Nie zmiałem miejsca mocowania serw i lokalizacji regulatorów co znacznie skróciło czas naprawy. Pasowały wszystkie poprzednio wykonane kable oraz popychacze lotek.
Mocując skrzydło do kadłuba wykorzystałem wcześniej wykonane trójkątne wzmocnienie z epp wzdłuż kadłuba.
Klejenie skrzydła zawsze wykonuję na UHU pod kadłubem i na CA pod trójkątnym wzmocniem co daje szybkie połączenia w momencie montażu i dobrą trwałośc po związaniu wolniejszego UHU.

Malowanie spry-em oraz poprawki humbrolami nadały modelowi oczekiwany wygląd.
Łączny czas naprawy ok. 5 godzin przy domowym stole i 10 minut lakierownia w piwnicy :-)
Zmiana ustawienia silników zawsze wiąże się z koniecznością oblotu i regulacji. Zwłaszcza modele dwusilnikowe są wrażliwe na wykłon i równe obroty obu silników.

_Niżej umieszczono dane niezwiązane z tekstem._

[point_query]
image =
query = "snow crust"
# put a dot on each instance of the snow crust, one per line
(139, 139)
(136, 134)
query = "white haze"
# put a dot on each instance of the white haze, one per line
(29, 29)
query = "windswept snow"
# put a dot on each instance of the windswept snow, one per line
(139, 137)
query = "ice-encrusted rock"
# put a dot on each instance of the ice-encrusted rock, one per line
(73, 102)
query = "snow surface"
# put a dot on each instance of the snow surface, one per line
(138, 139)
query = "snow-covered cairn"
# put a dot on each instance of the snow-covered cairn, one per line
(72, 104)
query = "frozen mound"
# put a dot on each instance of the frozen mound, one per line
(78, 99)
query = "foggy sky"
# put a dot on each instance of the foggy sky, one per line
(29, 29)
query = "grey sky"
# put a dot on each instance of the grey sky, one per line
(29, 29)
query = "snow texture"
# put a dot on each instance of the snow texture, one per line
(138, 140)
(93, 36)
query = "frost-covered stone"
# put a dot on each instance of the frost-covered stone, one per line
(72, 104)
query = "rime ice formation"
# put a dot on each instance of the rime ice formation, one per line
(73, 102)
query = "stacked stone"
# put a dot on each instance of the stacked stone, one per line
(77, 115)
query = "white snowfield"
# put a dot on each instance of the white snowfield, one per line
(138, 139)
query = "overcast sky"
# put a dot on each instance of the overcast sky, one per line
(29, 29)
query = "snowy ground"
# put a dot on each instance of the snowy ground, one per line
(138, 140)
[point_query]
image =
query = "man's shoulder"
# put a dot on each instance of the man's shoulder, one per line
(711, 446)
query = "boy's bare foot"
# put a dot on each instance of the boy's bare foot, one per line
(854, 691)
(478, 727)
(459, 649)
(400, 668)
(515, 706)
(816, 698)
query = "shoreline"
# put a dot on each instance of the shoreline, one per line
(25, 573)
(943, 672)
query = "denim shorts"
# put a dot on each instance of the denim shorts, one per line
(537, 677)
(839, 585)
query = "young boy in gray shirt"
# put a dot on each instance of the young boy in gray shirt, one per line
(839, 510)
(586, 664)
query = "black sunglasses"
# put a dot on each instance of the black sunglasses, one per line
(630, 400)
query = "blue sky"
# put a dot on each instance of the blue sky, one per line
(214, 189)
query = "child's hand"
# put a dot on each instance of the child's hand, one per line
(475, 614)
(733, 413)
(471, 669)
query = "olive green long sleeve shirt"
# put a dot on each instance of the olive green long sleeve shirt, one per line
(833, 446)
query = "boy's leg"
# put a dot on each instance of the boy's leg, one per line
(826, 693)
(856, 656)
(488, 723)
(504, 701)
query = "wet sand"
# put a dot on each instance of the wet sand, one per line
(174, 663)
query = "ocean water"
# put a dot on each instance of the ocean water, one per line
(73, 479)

Ponieważ regle pozostały te same kilka lotów pozwoliło znaleźć prawdiłowe ustawienie wykłonu i model wrócił do walki w sezonie 2012 z wagą po naprawie mniejszą o 50g (!)
Polecam także szybkie rekonstrukcje modeli polegające na wymianie samego skrzydła - tak wrócił do walki model Hellcat, Me-109 i Pfalz.
Nowe skrzydło można dokupić za 20zł - 30zł. Model po wymianie nie przybiera na wadze a lata znacznie lepiej niż z wielokrotnie klejonym i wzmacnianym kolejnymi prętami weglowymi skrzydłem pierwotnym.
Wyjęte ze skrzydła serwa pasują wraz z dźwignaimi i popychaczami do nowego skrzydła a jedyny problem, to delikatnie odciąć skrzydło od kadłuba aby nie zmienić ustalonego kąta zaklinowania płata.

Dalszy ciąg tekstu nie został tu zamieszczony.